Dudley enrolled in Tidewater Community College, married Hendricks, had a son, William, and graduated with honors. He then earned a B.S. in finance and an M.B.A. from Old Dominion University, also graduating with honors. He worked for a plumbing company, bought a janitorial service company and later worked for the Department of Defense. But Dudley wanted something more. "I always wanted to be an attorney,” he says. “I got the idea when I was very young, watching reruns of the "Perry Mason" TV show. I thought, 'This guy is awesome and I want to be like him.'"

As he began thinking about law school, Dudley’s old demons came back to haunt him. "I didn't know if I could practice law because I had been arrested once,” he says. After doing research, he learned he could apply to the governor to have his civil rights restored. ”I wrote to Gov. Tim Kaine explaining my past and why I wanted to become a lawyer, and he changed my life with the stroke of a pen,” Dudley says. “Nine months later, I was at Richmond law."

Dudley never imagined that, two years later, he would be sitting in an upper level Constitutional Law class taught by Kaine. Dudley waited until after the last class and then, he recalls, “I went up and thanked Gov.
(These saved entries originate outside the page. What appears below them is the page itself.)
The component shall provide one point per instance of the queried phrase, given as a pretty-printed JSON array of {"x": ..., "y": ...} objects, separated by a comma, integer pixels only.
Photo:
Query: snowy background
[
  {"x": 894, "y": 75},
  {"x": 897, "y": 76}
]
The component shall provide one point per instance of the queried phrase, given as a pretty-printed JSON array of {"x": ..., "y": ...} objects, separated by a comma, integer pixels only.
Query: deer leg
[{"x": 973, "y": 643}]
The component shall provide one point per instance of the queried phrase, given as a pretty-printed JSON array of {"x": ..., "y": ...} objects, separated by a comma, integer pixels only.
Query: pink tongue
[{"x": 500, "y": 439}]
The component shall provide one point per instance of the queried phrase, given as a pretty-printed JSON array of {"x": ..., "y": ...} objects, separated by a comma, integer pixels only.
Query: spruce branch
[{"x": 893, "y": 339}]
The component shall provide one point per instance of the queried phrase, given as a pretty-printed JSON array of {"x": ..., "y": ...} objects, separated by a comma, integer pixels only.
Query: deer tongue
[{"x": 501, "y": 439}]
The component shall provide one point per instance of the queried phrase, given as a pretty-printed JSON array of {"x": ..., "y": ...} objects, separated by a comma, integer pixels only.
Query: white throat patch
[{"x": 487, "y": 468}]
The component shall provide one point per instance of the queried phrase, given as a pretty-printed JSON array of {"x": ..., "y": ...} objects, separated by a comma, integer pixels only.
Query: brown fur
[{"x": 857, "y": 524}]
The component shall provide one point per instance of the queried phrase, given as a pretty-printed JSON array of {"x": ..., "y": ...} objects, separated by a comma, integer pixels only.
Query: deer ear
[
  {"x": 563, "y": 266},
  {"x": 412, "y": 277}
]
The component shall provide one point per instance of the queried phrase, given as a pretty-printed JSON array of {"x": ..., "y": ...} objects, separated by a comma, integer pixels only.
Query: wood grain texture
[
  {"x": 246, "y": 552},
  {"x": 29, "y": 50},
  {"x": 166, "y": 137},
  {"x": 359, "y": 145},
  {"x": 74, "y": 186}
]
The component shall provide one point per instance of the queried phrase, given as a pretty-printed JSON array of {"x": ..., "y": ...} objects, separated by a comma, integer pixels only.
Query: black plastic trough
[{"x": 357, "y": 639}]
Kaine for that stroke of the pen that changed my life."

After graduation, Dudley has a clear plan. “My goal is to return to Portsmouth, Va., and hang up my shingle in my own law office to help the lower-income people of the disadvantaged neighborhood that I came from," he says. "I didn't come to law school to find some big job to get rich. I came to return to my neighborhood and let them know that, if I can make it through, they can make it, too. I want to be the type of attorney who is empathetic. I want them to understand that I have been where they currently are, and let them know that they can be where I currently am."

When he speaks of role models, Dudley says he admires the leadership of people like Dr. Martin Luther King Jr. and President Barack Obama. But, he says, “when I think about heroes I see people like my mother and my grandmother who worked hard with such little recognition so that I could be where I am today. I am so appreciative and humbled by their struggle.”

Dudley says law school has been “a mental marathon,” but he has done well and received the prestigious Marks and Harrison Scholarship.

Dudley's advice to other students? "Be the genesis,” he says “Be the beginning. I'm the first in my family to receive a professional degree. I truly believe our destinies are written for us, but we have to take action to follow our destiny. You have to have more than a wish — you have to have a burning desire. And despite your circumstances, economics, family background, or any other excuse, you cannot let that hold you back. You have to have the burning desire to move beyond that and overcome the obstacles. I am doing this for my family and for my community."